The present volume has two parts: the first, containing five chapters, deals with “brief lives” of prophets and apostles; the second, containing seven chapters, discusses various examples of short biographies of apostles and lists of disciples. In the first, there are discussions of biographies of biblical figures before the work of St. Isidore of Seville, a notable encyclopedist at the end of the early Christian period, as well as the work attributed to Isidore, known as De ortu et obitu patriarchum, of the lateeighth century. The second half deals with lists of apostles and disciples, translated into Latin, up until the sixteenth century.

These contents make clear that the search for the earliest founders of Christianity had not diminished since the late-second century, when the originally Greek-speaking Irenaeus introduced the doctrine of apostolic succession to his Western readers. Irenaeus’s principle was convincing, but it lacked details. Who were the disciples, and what were their names? Latin readers did not know, and so they turned to Greek apocryphal sources to find lists of seventy or seventy-two disciples. Although these lists faded from interest in the early-modern period, Dolbeau has found manuscript versions of them, composed at the initiative of individual translators.
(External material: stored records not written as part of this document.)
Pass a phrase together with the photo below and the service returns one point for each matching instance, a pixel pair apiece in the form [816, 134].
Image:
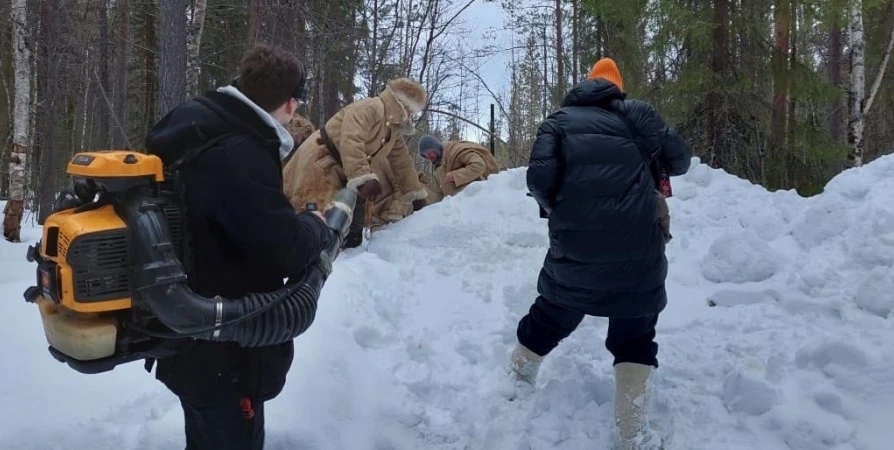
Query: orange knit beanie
[606, 69]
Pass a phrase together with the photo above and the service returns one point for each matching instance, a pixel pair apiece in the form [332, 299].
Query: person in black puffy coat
[606, 247]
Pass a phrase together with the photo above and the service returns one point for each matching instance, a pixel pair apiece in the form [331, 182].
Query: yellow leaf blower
[111, 287]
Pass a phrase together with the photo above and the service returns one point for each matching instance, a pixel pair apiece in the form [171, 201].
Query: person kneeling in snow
[343, 153]
[606, 255]
[457, 164]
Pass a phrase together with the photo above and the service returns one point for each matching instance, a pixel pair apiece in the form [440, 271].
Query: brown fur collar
[410, 94]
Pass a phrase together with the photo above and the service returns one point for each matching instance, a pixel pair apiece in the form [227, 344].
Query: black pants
[234, 424]
[628, 340]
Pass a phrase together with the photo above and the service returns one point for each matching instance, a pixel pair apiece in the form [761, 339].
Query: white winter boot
[525, 364]
[633, 384]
In doing so, Dolbeau explains, he was part of a team of scholars attempting to amplify and correct the work of Theodor Scherman, Prophetarum vitae fabulosae (Leipzig, 1907), a study of works attributed to Dorotheus, Epiphanius, Hippolytus, [End Page 765] and other early Christian authors. The larger project was to sort out the entangled but distinct Greek and oriental versions of these lives; a division of convenience was made between the lives of the prophets and those of the apostles and disciples.

Dolbeau admits that the Latin opuscula surveyed in the book may seem at first glance to lack literary value and historical interest. On the other hand, some Latin translations are earlier than the surviving copies of the Greek originals to which they witness and therefore can help establish the texts of their models. The most important lesson to be learned from such investigations, according to Dolbeau, has to do with l’ordre philologique. Dolbeau’s work is instructive for all students of philology and hagiography.